Bad Breath (Halitosis)

Medically Reviewed by Greg Grillo, D.D.S.

Bad breath, also called halitosis, is a common oral health problem affecting people of all ages. Individuals suffering with bad breath may include those with bad oral hygiene habits, the elderly, disabled, and young children who have difficulty performing oral hygiene tasks. People who use mouth appliances (orthodontics) and have dental braces may also struggle with this problem.

Smokers increase their risk of halitosis and periodontal disease. People with tooth decay, kidney disease, impacted teeth, abscessed teeth, periodontal disease, and dry mouth are also at risk of developing chronic bad breath.

Who else may experience bad breath? Those taking vitamins/supplements, antihistamines and cardiac medications are also prone to bad breath. Individuals with a poor diet may also experience bad breath, and foods such as garlic, onions, cabbage, coffee and diet soda can all contribute to halitosis.

Bad Breath: Where Does it Originate?

Bad breath is triggered when air flows over the bacteria in the mouth, nose, or stomach. Certain nasal conditions also may initiate bad breath. For example, the bacteria associated with sinusitis, post-nasal drip, and allergies can move from the nose to the back of the tongue, where it remains inactive due to improper saliva flow or dental hygiene. These bacteria produce gases usually containing sulfur compounds known for unpleasant odors.

Good Oral Hygiene Habits

Maintaining proper oral hygiene is essential to avoiding bad breath. This includes removing bacterial plaque from the teeth and gums. If the plaque is not removed, it can build up and lead to halitosis, tooth decay,  toothache and gum disease.

Brush your teeth at least twice a day and floss between each tooth daily. Furthermore, your dentist may recommend that you brush and floss after eating high-protein meals or other meals that may contribute to foul breath and dehydration.

Using an antiseptic mouthwash in the morning, after eating and before bedtime, also can help reduce the growth of bacteria that causes bad breath. Antiseptic mouthwash products vary based on their ingredients. Some contain zinc chloride, chlorhexidine, chlorine dioxide and oils. However, many mouthwashes contain high levels of alcohol, which often dry the mouth out and allow bacteria to grow.  Consider a rinse that is specially formulated for bad breath, such as Closys.

Tongue scrapers are another useful instrument for managing bad breath and are used to gently scrape the bacterial film from the back of the tongue where they flourish. If you wear dental braces, dentures, or another dental appliance, your dentist will provide you with precise cleaning instructions. These instructions must be followed exactly, especially for removable night appliances, to help prevent bad breath.

A Proper Diet

Your overall diet has a major impact on oral health, and certain foods can ultimately promote saliva flow to reduce your chances of having bad breath. Eating a healthy breakfast initiates saliva flow after a night’s rest when bacteria and odor have a tendency to build up in your mouth. Foods that are high in fiber, such as raw vegetables, can help decrease the risk of halitosis. Beverages that are high in sugar and acid, such as juices and sodas, promote the growth of bacteria that cause halitosis.

Eliminating Bad Breath

Antiseptic mouthwashes, mints, and certain gums offer a temporary solution for bad breath, but they can’t prevent it all together.

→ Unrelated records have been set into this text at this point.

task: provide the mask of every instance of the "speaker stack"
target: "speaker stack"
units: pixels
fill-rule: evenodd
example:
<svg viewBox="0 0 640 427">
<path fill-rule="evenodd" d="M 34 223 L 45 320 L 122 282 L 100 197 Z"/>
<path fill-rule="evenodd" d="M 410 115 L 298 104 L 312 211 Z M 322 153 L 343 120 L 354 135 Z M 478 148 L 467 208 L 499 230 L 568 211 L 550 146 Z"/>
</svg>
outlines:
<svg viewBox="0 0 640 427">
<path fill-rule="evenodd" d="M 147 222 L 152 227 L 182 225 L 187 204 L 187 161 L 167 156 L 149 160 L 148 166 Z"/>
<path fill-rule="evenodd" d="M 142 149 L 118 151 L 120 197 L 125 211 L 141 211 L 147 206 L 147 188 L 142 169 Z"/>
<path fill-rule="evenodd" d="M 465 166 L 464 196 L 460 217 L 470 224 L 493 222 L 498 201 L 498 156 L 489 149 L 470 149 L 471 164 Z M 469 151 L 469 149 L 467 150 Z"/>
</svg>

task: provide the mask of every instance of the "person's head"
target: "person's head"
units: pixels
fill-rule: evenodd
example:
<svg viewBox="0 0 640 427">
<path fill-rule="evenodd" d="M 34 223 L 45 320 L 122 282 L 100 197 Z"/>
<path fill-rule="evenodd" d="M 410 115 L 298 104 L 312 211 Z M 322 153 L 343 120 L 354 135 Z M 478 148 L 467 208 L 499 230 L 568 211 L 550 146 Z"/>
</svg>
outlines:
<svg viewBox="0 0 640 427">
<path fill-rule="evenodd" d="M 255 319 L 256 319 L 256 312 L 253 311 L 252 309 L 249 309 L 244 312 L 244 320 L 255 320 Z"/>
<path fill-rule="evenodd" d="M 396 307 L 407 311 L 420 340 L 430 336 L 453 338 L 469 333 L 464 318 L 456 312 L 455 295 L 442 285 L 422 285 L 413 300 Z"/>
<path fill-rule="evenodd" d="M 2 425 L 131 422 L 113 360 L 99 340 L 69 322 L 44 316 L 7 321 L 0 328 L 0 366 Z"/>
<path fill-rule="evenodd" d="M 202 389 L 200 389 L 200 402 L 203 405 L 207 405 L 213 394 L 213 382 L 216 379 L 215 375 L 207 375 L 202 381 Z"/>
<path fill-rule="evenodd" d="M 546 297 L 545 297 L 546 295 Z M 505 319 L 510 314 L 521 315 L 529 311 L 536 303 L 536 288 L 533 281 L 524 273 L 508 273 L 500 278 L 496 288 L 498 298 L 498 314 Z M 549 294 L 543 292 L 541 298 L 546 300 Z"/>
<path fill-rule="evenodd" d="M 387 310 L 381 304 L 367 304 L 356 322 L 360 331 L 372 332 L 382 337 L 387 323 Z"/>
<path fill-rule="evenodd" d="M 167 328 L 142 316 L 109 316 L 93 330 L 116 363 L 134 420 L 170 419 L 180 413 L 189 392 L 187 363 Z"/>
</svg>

Straws force starchy and sticky liquids past the teeth and tongue, preventing them from staying in the mouth to nourish bacteria. They are a particularly useful tool for the elderly, young children, and disabled people who may have difficulty performing dental hygiene tasks.

Over-the-counter and prescription medications can help dry mouth sufferers, and certain toothpastes, toothbrushes, and mouthwashes also are available to help relieve dry mouth.

If you suffer from bad breath and have discolored mucus, colored bumps or blotches on your tongue, it may be a sign of a more severe medical condition. See your dentist as soon as possible for a diagnosis.